Mudança ‘leve’ em marco das concessões pode destravar investimentos

Valor Econômico – A atualização do marco legal das concessões (Lei 8.987/95), que completou 30 anos em fevereiro, deve ter debate e votação retomados no Congresso na primeira quinzena de abril. A previsão é do relator do projeto de lei (PL) na Câmara dos Deputados, Arnaldo Jardim (Cidadania-SP).

O parlamentar está concluindo a rodada de consulta aos especialistas e às entidades do setor para fechar seu parecer, a ser apresentado na reunião de líderes partidários na segunda semana de abril. A proposta pega carona no PL 7.063/2017, que passou por debate em comissão especial.

Ao Valor Jardim informou que, depois de apresentar o relatório aos líderes da Casa, levará o texto à votação em plenário. O projeto tramita em regime de urgência. O deputado foi designado relator pelo então presidente da Câmara, Arthur Lira (PP-AL), decisão que foi mantida por seu sucessor, Hugo Motta (Republicanos-PB).

Com a expectativa de destravar investimentos, tanto Motta como o ministro da Fazenda, Fernando Haddad, já sinalizaram que a atualização da lei é pauta prioritária. O PL propõe mudanças também na Lei 11.079/04, sobre parceria público-privada (PPP).

Procurado, o Ministério da Fazenda reiterou seu entendimento sobre a mudança na legislação. “Trata-se de uma agenda prioritária para o ministério, que contribui para reduzir incertezas e aumentar a confiança de investidores e operadores do setor, gerar empregos e melhorar a prestação de serviços públicos à população.”

A Fazenda defende que essa atualização é “fundamental para modernizar o ambiente regulatório e dar maior segurança jurídica aos investimentos em infraestrutura no Brasil”. De acordo com a pasta, o projeto de lei propõe “aperfeiçoamentos relevantes como regras mais claras para repartição de riscos, alternativas para solução consensual de conflitos, maior autonomia na gestão de receitas e mecanismos que garantem o equilíbrio econômico-financeiro dos contratos”.
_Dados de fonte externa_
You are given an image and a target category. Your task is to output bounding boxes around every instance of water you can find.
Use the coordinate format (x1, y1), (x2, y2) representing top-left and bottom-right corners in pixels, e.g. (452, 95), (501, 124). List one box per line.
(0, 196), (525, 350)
Atualmente, o relator tem definidos 21 pontos de aperfeiçoamento, sendo 18 da Lei das Concessões e outros três da Lei de PPPs. A proposta é acompanhada com atenção por especialistas do setor, preocupados com eventuais inovações que possam gerar insegurança jurídica e incertezas que afetem investidores.

“Não precisamos de mudanças estruturais na lei, porque muito da segurança jurídica que temos no setor de infraestrutura decorre dos consensos interpretativos formados historicamente a partir de sua aplicação aos casos concretos”, disse, ao Valor, o advogado Fernando Vernalha, sócio-fundador do Vernalha Pereira.

Vernalha, por outro lado, reconhece que algumas atualizações precisam ser feitas. Para ele, trata-se de mudanças que vão respaldar as “novas práticas” que se desenvolveram nas últimas décadas, mas sem respaldo na legislação.

Especialistas ouvidos pelo Valor avaliam que isso tem feito governos e concessionárias enfrentarem longos processos, com idas e vindas aos órgãos de controle, por falta de clareza na lei sobre temas espinhosos, como resolução de conflitos, reequilíbrio de contratos, transferência da titularidade, intervenção e recuperação judicial da concessão.

O também advogado e especialista em concessões Maurício Portugal Ribeiro reforça a necessidade de fazer apenas ajustes pontuais e “cirúrgicos” na lei. Nos debates, defende que “lei boa é lei velha”, que é capaz de conferir maior previsibilidade aos investidores do setor de infraestrutura.

Sócios de Infraestrutura e Energia do escritório Mattos Filho, André Luiz Freire e Marina Anselmo defendem que algumas mudanças demoraram para acontecer. Freire cita a criação de mecanismo de extinção de contratos por “inadimplemento” do poder público – quando o governo não honra compromissos financeiros, por exemplo.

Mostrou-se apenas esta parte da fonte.